The full RFEF statement can be read in full here:
“The Real Federacion Espanola de Futbol communicates that, throughout today, it has received 15 emails from 15 players of the women’s senior football team, coincidentally all with the same wording, in which they state that the current situation generated affects ‘significantly’ their ’emotional state’ and their ‘health’ and that, ‘as long as it is not reversed’, they resign from the Spanish national team.
“The RFEF is not going to allow the players to question the continuity of the national coach and his coaching staff, since making those decisions does not fall within their powers.

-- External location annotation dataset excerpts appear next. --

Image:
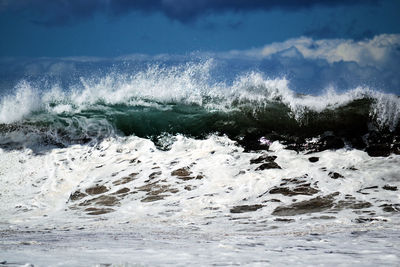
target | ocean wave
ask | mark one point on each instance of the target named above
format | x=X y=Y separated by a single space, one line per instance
x=187 y=99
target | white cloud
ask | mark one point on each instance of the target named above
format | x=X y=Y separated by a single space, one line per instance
x=371 y=52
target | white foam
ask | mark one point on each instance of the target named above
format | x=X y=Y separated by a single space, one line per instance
x=188 y=83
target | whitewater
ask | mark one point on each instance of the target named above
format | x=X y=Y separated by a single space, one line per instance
x=187 y=164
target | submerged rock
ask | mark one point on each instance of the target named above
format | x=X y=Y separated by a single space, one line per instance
x=378 y=150
x=245 y=208
x=390 y=188
x=101 y=200
x=300 y=190
x=97 y=189
x=268 y=165
x=317 y=204
x=77 y=195
x=263 y=158
x=335 y=175
x=125 y=180
x=98 y=211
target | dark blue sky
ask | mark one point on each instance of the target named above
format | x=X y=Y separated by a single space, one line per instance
x=104 y=28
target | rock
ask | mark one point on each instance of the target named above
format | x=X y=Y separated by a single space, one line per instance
x=245 y=208
x=300 y=190
x=364 y=220
x=335 y=175
x=331 y=142
x=268 y=165
x=317 y=204
x=390 y=207
x=122 y=191
x=182 y=173
x=77 y=195
x=126 y=179
x=343 y=204
x=263 y=158
x=95 y=190
x=98 y=211
x=154 y=175
x=283 y=220
x=101 y=200
x=378 y=150
x=153 y=198
x=390 y=188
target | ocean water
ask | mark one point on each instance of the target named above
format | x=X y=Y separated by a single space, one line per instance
x=198 y=162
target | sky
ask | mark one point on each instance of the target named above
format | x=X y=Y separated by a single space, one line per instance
x=112 y=28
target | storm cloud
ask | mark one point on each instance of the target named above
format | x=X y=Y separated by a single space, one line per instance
x=51 y=13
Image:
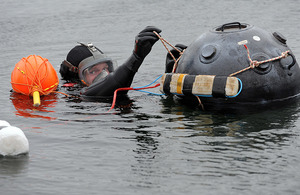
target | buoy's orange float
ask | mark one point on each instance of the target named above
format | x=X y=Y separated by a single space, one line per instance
x=34 y=76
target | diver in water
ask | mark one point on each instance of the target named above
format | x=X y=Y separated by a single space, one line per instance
x=99 y=73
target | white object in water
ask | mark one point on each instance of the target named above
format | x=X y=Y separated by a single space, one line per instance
x=12 y=140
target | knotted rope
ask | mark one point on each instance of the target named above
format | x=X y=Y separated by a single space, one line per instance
x=164 y=43
x=255 y=63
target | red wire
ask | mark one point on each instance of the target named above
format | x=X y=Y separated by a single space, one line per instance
x=127 y=89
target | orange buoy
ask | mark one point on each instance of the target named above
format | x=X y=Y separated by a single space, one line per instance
x=34 y=76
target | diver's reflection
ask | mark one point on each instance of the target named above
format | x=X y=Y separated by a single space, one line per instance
x=145 y=154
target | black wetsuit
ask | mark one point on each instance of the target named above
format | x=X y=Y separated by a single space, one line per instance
x=120 y=78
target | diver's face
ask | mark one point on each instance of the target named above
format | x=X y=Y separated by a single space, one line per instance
x=91 y=73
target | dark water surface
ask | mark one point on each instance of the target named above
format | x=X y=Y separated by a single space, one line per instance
x=158 y=146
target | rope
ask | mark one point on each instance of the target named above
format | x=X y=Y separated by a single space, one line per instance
x=164 y=43
x=255 y=63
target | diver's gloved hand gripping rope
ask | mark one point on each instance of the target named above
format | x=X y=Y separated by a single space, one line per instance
x=123 y=75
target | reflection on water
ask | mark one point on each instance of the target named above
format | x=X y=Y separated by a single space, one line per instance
x=13 y=165
x=24 y=106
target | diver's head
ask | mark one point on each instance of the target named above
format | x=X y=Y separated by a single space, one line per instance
x=87 y=63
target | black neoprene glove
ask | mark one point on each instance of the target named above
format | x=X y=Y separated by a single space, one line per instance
x=170 y=61
x=145 y=40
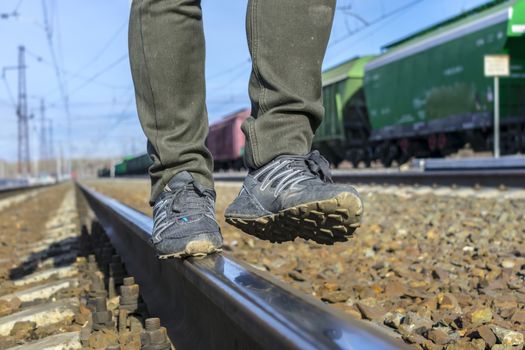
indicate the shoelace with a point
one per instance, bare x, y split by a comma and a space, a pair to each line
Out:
286, 172
191, 200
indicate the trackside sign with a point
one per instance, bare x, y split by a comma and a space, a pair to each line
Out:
497, 65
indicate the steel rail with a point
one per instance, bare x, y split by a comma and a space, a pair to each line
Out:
493, 178
220, 303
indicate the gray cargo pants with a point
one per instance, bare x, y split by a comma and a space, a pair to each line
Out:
287, 40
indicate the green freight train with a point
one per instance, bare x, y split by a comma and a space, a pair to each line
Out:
426, 95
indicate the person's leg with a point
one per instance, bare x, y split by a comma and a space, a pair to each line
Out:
288, 191
287, 41
166, 46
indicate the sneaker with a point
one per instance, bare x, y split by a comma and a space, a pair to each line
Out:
294, 196
184, 219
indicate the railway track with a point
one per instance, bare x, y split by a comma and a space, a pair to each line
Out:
485, 178
218, 302
75, 284
69, 283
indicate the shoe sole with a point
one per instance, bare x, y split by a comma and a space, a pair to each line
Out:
198, 248
325, 222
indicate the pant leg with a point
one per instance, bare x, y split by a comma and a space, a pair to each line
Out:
166, 48
288, 41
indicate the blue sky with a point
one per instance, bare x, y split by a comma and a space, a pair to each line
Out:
89, 41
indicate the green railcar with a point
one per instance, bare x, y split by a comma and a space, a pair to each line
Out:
345, 124
133, 166
427, 94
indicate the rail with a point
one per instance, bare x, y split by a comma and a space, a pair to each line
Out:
220, 303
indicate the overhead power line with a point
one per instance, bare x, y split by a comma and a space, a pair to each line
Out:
104, 48
104, 70
375, 21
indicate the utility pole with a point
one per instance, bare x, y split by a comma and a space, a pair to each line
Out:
44, 156
24, 158
51, 144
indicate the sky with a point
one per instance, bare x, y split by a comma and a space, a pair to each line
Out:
83, 45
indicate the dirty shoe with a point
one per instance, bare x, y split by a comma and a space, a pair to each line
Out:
294, 196
184, 219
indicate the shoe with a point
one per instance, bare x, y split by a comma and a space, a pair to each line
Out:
184, 220
294, 196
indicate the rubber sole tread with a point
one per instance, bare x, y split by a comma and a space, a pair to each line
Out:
198, 248
325, 222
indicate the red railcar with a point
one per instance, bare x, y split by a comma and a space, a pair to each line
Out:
226, 141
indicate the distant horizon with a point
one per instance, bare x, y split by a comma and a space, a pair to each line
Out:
93, 67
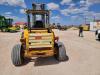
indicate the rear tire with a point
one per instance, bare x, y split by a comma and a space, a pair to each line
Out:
17, 55
61, 52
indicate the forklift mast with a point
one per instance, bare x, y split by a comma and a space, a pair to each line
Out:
38, 16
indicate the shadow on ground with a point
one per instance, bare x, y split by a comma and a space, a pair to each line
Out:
43, 61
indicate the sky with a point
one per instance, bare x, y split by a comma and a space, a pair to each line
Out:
65, 12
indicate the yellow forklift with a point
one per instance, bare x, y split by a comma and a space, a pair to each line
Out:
38, 40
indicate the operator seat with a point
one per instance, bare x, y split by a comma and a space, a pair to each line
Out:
38, 24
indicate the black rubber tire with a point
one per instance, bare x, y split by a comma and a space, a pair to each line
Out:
61, 52
17, 55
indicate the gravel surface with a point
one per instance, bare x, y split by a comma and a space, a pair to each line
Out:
83, 53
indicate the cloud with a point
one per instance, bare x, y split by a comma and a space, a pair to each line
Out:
64, 12
8, 13
92, 1
65, 1
14, 3
53, 6
68, 11
22, 11
56, 17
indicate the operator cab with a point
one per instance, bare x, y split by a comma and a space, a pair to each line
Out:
38, 17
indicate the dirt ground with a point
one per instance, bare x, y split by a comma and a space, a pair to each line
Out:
83, 53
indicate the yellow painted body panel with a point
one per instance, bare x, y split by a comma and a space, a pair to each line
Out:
46, 41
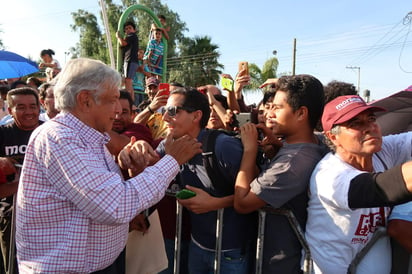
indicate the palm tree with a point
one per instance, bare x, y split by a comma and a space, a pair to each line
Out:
197, 63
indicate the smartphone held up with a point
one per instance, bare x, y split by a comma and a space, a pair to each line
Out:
243, 69
164, 89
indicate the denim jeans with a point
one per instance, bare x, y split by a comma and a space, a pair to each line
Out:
201, 261
170, 251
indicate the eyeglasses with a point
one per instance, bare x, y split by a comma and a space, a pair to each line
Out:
173, 110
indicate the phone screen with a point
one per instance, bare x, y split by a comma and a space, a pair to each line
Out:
227, 83
243, 68
164, 89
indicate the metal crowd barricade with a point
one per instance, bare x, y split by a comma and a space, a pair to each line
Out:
178, 236
307, 264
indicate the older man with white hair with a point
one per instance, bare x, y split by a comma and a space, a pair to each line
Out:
353, 188
73, 205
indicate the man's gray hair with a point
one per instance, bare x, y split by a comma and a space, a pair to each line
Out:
83, 74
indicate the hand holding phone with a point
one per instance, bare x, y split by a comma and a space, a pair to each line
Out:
185, 194
243, 68
226, 83
164, 89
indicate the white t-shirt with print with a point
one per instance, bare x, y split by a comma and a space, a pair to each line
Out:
335, 232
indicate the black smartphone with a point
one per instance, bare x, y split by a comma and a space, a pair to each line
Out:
185, 194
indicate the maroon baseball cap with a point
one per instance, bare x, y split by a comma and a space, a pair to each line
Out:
344, 108
152, 81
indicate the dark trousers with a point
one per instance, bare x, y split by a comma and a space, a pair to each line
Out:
117, 267
5, 231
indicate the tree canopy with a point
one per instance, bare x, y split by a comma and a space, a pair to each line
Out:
192, 61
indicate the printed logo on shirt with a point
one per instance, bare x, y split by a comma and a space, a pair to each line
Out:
15, 150
368, 223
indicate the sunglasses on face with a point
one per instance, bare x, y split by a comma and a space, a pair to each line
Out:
173, 110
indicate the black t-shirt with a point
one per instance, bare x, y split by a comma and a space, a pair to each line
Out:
13, 143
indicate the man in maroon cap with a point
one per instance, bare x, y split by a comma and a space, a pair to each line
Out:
353, 187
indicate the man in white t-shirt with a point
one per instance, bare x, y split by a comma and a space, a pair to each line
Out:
353, 187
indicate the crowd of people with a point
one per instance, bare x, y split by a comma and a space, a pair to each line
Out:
84, 164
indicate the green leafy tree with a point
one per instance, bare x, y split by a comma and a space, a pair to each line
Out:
92, 43
197, 63
192, 61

The Federation will not admit any type of pressure from any player when adopting sports measures. These types of manoeuvres are far from exemplary and outside the values of football and sport and are harmful.
“In accordance with current Spanish legislation, not attending a national team call is classified as a very serious infraction and can carry sanctions of between two and five years of disqualification. The RFEF, contrary to the way these players act, wants to make it clear that it will not take them to this extreme or pressure them. Directly, it will not summon the soccer players who do not want to wear the Spain shirt. The Federation will only have committed footballers even if they have to play with youth.
“This fact has gone from being a sporting issue to a dignity issue. The selection is non-negotiable. It is an unprecedented situation in the history of football, both male and female, in Spain and worldwide.
“The national team needs players committed to the project, defending our colours and proud to wear the Spain shirt. The players who have submitted their resignation will only return to the discipline of the national team in the future if they accept their mistake and ask for forgiveness.”
What next for Spain and the RFEF?
It is difficult to know how the situation will develop, given how public and protracted the issue has become.
Spain’s next game is next month, against Sweden in Cordoba on October 7. They they welcome the U.S. women’s national team to Pamplona four days later, on October 11.